The idea was simple.
Sumbit a photo of yourself and they’ll turn it into a life sized cardboard version of you to place on a seat.
Better yet, you can then come and collect it as a souvenir of your support.
Now I don’t need another life-sized cardboard cut out of me because years ago, I gave one to Jill as a wedding anniversary present to remind her who she was married to as I was travelling a lot.
It’s the pic at the top of this page.

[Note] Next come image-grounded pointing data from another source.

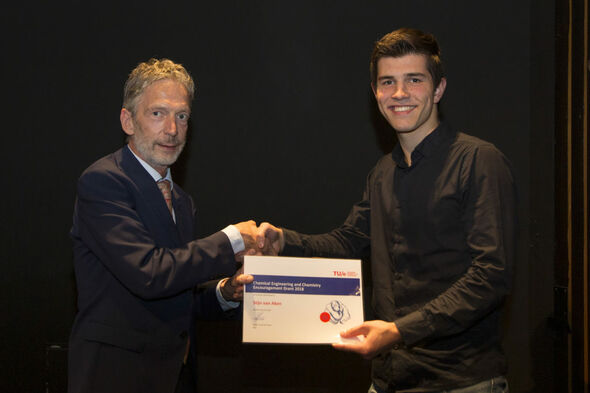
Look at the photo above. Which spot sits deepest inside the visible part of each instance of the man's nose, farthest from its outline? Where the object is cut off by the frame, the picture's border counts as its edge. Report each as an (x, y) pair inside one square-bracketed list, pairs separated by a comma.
[(171, 126), (400, 91)]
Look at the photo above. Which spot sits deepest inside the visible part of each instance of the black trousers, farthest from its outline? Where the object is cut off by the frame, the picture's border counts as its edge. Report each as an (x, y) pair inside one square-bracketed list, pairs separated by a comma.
[(186, 378)]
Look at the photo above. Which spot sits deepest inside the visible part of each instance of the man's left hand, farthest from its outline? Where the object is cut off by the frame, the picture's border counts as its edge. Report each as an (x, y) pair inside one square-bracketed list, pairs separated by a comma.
[(378, 336), (232, 289)]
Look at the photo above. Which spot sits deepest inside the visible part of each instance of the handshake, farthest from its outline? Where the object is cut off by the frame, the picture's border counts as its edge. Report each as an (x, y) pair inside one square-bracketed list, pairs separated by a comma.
[(265, 239)]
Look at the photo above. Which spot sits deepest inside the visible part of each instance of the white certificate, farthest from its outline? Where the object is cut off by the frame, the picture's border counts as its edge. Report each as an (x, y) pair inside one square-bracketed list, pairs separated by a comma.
[(301, 300)]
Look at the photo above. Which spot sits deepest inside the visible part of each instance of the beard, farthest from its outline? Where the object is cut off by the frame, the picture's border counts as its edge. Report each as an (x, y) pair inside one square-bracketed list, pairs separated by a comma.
[(153, 154)]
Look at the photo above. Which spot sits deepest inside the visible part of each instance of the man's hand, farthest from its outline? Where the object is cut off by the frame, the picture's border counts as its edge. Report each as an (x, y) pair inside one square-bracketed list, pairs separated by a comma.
[(379, 336), (232, 289), (248, 230), (270, 239)]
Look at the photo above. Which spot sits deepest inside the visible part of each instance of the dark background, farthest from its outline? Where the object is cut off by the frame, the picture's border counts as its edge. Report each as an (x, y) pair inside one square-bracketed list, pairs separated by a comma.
[(284, 130)]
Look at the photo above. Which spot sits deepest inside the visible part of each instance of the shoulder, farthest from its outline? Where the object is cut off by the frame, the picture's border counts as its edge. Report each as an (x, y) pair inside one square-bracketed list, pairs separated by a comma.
[(104, 174)]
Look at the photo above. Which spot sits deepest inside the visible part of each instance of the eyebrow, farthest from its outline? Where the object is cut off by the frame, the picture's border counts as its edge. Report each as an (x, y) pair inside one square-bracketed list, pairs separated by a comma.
[(409, 74)]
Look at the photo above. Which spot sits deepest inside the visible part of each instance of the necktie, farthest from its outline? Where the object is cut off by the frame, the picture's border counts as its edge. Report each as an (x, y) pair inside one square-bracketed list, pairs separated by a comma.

I know … and they say romance is dead!
However I did like the idea of supporting my team so I had a couple made.
Some of me.
Some of my mate who stupidly supports Derby County.
Anyway. over the weeks, Forest have been posting photos of the cardboard fans and I haven’t seen my face on any of them.
Oh I’ve seen my best mate Paul …
… every bloody photo they put out, he’s there – upfront and centre.
But me?
Nope.
At first I reassured myself it was because they hadn’t printed mine yet.
Then I thought maybe they had lost my order.
And then, finally, I found one of them …
Yep, right at the back, carefully hidden behind other cardboard cutouts.
What makes it worse is that Nottingham Forest is not a glamorous club.
Even when we won the European Cup twice in a row, we were never sexy …
Which is my way of saying that for a club who attracts an unfair share of the visually unappealing, they have deemed me the most visually unappealing of them all.
Thanks Forest, thanks a lot.
Now please just get in the bloody playoffs … it’s the least you can do for me now.